Gan To Kagaku Ryoho. 2012 Jun;39(6):876-81.
In the beginning, neoadjuvant chemotherapy (NAC) is part of the multidisciplinary treatment of locally advanced breast cancer. Many clinical trials in the past have developed the usefulness of anthracycline containing NAC for operable breast cancer. The majority of trials have proven survival rates equivalent to adjuvant chemotherapy with increased breast conservation rates, and have also shown that a pathological complete response (pCR) after NAC is associated with improved survival. Taxanes have been introduced into clinical trials of NAC with increased pCR rates. However, there was no significant difference in overall survival among the regimens which added taxanes to neoadjuvant anthracycline. In this paper, the problems of NAC up to the present and the development of new regimens are discussed.
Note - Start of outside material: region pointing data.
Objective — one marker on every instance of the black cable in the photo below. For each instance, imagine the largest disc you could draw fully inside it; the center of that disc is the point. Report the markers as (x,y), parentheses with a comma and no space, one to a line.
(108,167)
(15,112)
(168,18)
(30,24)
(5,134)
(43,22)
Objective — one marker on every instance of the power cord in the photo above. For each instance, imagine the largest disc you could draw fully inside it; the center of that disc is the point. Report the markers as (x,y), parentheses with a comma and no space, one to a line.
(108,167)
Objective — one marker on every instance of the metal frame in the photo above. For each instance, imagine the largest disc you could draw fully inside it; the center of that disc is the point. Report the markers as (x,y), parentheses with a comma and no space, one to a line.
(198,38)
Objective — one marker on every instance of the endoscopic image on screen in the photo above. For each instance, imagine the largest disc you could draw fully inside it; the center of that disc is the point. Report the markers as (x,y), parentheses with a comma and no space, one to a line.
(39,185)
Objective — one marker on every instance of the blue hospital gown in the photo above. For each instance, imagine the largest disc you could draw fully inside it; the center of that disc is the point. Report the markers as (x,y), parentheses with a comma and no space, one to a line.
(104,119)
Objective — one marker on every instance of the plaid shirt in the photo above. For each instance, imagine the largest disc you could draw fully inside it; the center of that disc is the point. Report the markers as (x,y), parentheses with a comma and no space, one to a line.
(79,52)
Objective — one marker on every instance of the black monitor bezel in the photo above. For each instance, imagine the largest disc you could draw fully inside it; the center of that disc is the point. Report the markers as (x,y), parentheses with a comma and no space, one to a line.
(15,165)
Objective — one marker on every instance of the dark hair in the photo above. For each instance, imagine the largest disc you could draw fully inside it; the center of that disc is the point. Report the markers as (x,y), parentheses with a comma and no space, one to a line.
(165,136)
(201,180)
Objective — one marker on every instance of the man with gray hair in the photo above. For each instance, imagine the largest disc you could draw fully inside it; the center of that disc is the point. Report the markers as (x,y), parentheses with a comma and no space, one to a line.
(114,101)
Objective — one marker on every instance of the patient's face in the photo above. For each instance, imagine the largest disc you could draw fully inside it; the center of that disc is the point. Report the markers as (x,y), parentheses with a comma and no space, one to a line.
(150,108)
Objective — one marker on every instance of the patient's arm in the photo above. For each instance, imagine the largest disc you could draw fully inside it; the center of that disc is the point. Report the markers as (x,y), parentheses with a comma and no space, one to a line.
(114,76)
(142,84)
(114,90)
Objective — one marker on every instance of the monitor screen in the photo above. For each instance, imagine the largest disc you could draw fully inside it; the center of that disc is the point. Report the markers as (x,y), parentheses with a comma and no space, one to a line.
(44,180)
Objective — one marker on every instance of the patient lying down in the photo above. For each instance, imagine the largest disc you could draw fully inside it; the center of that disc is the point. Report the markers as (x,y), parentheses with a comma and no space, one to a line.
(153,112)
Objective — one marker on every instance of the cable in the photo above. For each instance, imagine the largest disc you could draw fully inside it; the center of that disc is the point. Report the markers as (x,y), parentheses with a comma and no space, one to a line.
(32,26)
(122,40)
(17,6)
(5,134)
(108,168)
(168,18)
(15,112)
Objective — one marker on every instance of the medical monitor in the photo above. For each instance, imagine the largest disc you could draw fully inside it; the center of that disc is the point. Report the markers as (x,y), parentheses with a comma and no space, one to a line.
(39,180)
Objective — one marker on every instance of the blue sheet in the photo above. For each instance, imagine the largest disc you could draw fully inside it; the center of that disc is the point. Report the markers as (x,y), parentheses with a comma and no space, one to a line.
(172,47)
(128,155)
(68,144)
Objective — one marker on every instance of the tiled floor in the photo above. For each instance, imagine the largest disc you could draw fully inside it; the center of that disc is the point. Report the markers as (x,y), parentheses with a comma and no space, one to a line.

We also discuss the new concept of NAC which might revolutionize what we know about NAC.
最初,新辅助化疗(NAC)是局部晚期乳腺癌多学科治疗的一部分。过去许多临床试验已证实含蒽环类药物的NAC对可手术乳腺癌的有效性。大多数试验已证明其生存率与辅助化疗相当,且保乳率有所提高,还表明NAC后的病理完全缓解(pCR)与生存率改善相关。紫杉烷已被引入NAC临床试验,pCR率有所提高。然而,在新辅助蒽环类药物方案中添加紫杉烷的各方案之间总生存率并无显著差异。本文讨论了截至目前NAC存在的问题以及新方案的进展。我们还讨论了可能彻底改变我们对NAC认知的NAC新概念。